I think the idea would be to find the prime factorization for a given
number, which has been proven to be available (and unique) for any and
every number. Most numbers can compress given this technique. Prime
numbers, of course, would not be compressed.

--
MarkJ
Tacoma, Washington

R. Michael Weylandt <michael.weylandt@gmail.com>

unread,
Nov 7, 2013, 9:43:10 PM11/7/13
to jonas.t...@gmail.com, pytho...@python.org
Chris's point is more subtle: the typical computer will store the number 65536 in a single byte, but it will also store 4 and 8 in one byte. So if your choice is between sending "65536" and "(4,8)", you actually loose efficiency in your scheme. Don't think in decimal, but in terms of information needing transfer.

You might reply that you don't need a whole byte for 4 or 8 -- that's true.
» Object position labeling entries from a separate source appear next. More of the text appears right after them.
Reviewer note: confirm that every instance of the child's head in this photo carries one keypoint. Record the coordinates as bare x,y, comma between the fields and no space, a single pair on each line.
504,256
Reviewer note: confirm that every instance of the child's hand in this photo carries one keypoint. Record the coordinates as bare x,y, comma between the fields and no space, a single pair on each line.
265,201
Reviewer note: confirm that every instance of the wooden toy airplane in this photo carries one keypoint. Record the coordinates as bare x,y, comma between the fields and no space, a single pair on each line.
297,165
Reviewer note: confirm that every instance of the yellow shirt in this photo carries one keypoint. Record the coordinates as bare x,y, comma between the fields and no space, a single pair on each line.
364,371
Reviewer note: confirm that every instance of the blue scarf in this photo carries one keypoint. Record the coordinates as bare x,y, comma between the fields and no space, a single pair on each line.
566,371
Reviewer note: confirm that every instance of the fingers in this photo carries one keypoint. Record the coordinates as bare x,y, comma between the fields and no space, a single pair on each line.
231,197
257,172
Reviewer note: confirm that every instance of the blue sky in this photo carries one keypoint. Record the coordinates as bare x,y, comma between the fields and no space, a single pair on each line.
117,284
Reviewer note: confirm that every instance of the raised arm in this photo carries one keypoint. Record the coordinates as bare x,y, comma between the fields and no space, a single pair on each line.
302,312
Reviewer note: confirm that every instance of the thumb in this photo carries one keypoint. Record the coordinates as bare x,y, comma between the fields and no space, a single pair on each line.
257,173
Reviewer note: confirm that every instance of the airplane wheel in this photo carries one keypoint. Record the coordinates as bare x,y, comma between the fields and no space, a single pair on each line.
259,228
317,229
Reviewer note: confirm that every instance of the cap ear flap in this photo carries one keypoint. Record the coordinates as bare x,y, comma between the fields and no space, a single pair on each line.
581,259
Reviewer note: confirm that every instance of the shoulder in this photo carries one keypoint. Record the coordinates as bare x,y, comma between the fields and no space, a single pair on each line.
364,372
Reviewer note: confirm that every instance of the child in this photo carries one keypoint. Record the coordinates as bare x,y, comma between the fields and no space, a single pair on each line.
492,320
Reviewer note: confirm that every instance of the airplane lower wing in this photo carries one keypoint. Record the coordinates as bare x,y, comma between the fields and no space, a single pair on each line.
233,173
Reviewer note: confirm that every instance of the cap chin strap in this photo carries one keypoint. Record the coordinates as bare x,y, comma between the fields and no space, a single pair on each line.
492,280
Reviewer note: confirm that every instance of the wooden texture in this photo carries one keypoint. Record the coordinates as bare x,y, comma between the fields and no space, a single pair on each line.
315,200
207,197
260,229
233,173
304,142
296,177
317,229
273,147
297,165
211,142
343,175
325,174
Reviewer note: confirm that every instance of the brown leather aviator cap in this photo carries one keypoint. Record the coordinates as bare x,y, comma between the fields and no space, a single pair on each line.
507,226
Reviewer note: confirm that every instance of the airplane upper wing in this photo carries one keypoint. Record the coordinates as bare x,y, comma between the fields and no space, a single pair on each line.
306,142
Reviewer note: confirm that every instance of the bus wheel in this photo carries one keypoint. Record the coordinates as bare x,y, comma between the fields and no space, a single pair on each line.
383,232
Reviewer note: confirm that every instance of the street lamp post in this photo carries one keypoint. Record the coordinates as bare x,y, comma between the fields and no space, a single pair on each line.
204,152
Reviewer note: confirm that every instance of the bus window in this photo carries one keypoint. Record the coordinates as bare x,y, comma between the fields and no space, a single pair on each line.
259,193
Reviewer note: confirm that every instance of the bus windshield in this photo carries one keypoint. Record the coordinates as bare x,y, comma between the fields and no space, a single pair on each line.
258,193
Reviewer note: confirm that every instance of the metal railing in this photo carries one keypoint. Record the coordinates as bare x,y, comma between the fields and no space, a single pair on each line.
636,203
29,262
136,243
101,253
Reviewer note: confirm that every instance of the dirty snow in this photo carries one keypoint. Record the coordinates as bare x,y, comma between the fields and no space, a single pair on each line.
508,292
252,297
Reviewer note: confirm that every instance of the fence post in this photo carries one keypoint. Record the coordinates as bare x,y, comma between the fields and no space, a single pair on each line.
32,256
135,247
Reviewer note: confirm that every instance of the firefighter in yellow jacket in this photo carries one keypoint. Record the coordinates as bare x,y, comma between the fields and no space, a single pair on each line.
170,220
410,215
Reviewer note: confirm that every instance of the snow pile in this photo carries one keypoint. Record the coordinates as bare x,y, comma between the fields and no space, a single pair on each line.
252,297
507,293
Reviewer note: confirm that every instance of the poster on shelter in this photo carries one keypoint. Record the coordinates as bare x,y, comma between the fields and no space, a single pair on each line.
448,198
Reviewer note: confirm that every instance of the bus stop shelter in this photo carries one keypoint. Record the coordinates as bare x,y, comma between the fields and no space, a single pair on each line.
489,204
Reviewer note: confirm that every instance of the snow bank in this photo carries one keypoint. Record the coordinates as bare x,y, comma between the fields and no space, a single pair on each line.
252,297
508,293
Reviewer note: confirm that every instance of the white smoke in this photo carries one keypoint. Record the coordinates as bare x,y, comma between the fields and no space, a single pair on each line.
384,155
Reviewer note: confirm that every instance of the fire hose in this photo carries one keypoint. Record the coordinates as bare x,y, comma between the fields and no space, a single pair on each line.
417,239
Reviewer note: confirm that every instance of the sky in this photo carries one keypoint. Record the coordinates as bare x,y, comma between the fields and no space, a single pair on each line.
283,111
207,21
You could, e.g., just encode the fourth and eight bits of a single byte and send that: certainly gives some compression but at the cost of generality-- what would you do with 65^65? It's sort of like the mean-variance tradeoff in statistics; it's much easier to encode certain data sets (e.g. powers of two as you noted) but only if you concede your algorithm will only work for those values.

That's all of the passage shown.